A decisão de encerramento da fábrica da Rhode em Pinhel não deve ter surpreendido ninguém. A suspensão dos contratos de trabalho, na versão de redução dos tempos de trabalho e comparticipação da Segurança Social nos salários tinha sido o primeiro passo. Este funciona normalmente como um pré-aviso de falência, mas os alemães proprietários da Rhode parecem querer resolver a questão civilizadamente. A nossa lei admite, já há algum tempo, a figura do despedimento colectivo com fundamento em motivos tecnológicos, estruturais ou de mercado que tornem inviável a manutenção da actividade – e parece ser este o caminho seguido.
Há alguma forma de obviar a isto? Há. Demonstrando por exemplo que a Rhode é viável, que é possível continuar a fabricar em Pinhel, rentavelmente, sapatos. Demonstrando que não é mais barato para a Rhode fabricá-los na China, ou no Norte de África, ou na Europa de Leste. E alguém acredita?
E agora? Como descobrir emprego para quase quatrocentas pessoas? As indemnizações vão gastar-se um dia. Os subsídios de desemprego vão acabar. O mercado de trabalho regional não mostra capacidade para absorver tanto desempregado e há um possível efeito perverso, que pode prejudicar toda a gente: com tanta oferta de mão-de-obra, vai haver cada vez mais gente disposta a trabalhar por salários mais baixos.
Outro problema: a formação profissional dos trabalhadores agora despedidos é muito específica. Sabem operar máquinas de fazer sapatos. Máquinas agora inúteis, ao menos em Pinhel. Aquilo que aprenderam ao longo dos anos de pouco serve agora e, quando se candidatarem a um outro emprego, a sua experiência na Rhode pode não ser uma mais-valia. Por isso há que dar formação profissional urgente a esses trabalhadores, em áreas com algum futuro.
Há que não esquecer também que esses trabalhadores poderão ter de seguir o seu caminho para outras paragens, se a região lhes não conseguir garantir a subsistência. Se o fizerem, o concelho de Pinhel irá perder bem mais de quatrocentos consumidores e contribuintes, o que poderá significar o golpe de misericórdia numa região já debilitada pelo despovoamento e por todos os estrangulamentos do Interior.
Posto isto, é difícil não pensar nos milhões, perdão, biliões, que foram gastos em Lisboa, no Porto, na Madeira, no Algarve, no Litoral em geral.

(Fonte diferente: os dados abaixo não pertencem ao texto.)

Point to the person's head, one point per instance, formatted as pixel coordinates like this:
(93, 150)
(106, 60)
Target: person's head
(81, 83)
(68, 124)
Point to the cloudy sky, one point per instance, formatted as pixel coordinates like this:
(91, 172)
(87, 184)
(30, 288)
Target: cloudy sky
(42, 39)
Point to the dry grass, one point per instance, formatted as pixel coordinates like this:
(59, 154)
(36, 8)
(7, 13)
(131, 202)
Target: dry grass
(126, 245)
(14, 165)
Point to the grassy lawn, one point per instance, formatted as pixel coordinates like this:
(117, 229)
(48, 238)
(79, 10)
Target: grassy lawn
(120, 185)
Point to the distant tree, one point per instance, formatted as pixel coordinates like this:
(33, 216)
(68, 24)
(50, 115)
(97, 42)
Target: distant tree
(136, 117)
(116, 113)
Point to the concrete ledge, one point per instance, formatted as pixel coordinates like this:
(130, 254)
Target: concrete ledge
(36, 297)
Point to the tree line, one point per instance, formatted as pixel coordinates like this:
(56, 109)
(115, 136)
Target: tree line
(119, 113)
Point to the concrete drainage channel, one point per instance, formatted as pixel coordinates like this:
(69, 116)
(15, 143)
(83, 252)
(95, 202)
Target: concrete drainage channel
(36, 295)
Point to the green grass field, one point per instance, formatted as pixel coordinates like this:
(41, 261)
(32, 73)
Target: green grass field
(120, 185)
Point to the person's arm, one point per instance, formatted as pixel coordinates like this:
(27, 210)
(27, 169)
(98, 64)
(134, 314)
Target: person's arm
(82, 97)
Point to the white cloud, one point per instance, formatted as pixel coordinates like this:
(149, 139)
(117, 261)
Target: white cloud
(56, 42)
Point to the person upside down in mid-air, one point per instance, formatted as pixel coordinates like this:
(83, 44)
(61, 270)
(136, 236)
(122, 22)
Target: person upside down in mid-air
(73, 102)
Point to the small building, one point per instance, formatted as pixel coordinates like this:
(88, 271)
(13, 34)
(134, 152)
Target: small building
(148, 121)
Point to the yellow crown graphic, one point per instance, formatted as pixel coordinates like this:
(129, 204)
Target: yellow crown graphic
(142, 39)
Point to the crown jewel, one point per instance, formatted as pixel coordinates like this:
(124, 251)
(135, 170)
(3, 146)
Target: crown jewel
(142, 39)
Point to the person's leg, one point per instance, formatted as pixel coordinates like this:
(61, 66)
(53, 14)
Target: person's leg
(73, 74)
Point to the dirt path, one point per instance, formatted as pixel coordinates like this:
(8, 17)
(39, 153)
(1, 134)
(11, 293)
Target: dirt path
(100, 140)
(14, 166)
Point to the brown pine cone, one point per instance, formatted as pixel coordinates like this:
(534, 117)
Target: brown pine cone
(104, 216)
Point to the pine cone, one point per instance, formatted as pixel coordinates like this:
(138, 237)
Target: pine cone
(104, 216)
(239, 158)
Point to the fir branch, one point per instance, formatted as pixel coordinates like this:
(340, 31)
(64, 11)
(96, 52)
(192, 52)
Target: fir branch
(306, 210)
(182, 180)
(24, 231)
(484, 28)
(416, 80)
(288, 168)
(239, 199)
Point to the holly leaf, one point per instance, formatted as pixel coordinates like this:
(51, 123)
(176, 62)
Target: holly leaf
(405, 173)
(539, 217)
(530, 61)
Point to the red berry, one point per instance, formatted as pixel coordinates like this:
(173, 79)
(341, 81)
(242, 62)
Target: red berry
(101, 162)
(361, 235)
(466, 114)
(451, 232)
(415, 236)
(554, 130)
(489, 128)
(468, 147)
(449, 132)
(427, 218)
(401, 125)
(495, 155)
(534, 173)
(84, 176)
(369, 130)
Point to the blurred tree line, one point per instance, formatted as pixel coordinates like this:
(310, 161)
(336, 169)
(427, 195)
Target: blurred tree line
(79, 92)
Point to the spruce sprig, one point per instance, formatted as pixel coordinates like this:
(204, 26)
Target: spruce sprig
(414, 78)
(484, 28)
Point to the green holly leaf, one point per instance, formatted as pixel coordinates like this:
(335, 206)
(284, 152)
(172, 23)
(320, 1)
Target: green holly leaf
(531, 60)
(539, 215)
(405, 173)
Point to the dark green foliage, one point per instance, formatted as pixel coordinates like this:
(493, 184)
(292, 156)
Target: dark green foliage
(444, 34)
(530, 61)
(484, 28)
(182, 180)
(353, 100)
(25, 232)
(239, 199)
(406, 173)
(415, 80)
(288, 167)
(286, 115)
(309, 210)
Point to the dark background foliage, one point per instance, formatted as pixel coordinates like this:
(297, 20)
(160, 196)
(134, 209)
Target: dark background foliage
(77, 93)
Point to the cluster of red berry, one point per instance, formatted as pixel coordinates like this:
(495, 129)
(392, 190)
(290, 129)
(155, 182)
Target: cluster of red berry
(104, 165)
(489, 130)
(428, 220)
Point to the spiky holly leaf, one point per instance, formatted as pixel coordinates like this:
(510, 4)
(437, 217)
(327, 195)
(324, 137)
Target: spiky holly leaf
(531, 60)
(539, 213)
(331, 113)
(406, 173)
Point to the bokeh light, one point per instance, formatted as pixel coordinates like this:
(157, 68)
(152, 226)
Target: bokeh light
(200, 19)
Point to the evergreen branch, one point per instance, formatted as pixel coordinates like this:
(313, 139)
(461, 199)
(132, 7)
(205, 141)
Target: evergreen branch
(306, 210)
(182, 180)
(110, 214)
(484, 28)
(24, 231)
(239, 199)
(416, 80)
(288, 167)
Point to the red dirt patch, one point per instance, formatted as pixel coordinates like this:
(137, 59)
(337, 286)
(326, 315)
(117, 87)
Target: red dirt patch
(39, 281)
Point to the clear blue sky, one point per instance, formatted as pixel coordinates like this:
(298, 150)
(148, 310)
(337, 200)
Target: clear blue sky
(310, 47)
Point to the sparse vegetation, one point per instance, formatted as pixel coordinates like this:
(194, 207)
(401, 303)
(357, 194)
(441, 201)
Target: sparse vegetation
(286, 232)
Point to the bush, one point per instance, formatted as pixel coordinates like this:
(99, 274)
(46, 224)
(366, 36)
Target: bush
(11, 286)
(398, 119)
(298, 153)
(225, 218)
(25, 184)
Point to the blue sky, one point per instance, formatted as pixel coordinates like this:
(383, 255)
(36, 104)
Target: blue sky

Chegou o momento de investir aqui. Ou então de encerrar, juntamente com a Rhode, todo o interior.
SUGESTÕES
Um livro: O Segredo de Joe Gould, de Joseph Mitchell (Publicações Dom Quixote). A New Yorker interessa-se por um pedinte que reclama ter escrito a “História Oral do Nosso Tempo” com base em depoimentos recolhidos nas ruas, vielas e bares de Nova Iorque. Um génio ou um burlão genial?
Um filme: Imperdoável, de Clint (“make my day, punk”) Eastwood. Clint Eastwood era considerado um fascista pelos meus amigos mais velhos dos tempos de Coimbra. A série Dirty Harry tinha deixado as suas marcas nas mentes mais susceptíveis da esquerda. Vejam devagar, repetidamente, a sequência final: desde a descoberta do amigo morto, exposto em frente ao saloon, o esvaziar sôfrego da garrafa de wisky, destinado a ressuscitar o assassino que tem pendente em si, a matança final. Aqui temos o pecado, o castigo e o pecado outra vez. E onde está a redenção? A infinita misericórdia de Deus não passou pelo velho Oeste. Pode escrever-se isto?
Outro filme: Barry Lyndon, de Kubrick. A amiguinha a virar-se para Barry, depois de esconder o lenço no decote, e a dizer-lhe: “tenho um lenço escondido debaixo das minhas roupas, podes procurar à vontade”. As mãos de Barry a paralisarem-se, a pouparem o corpo da prima, a colherem afinal, em vez de prazer, remorso e dor.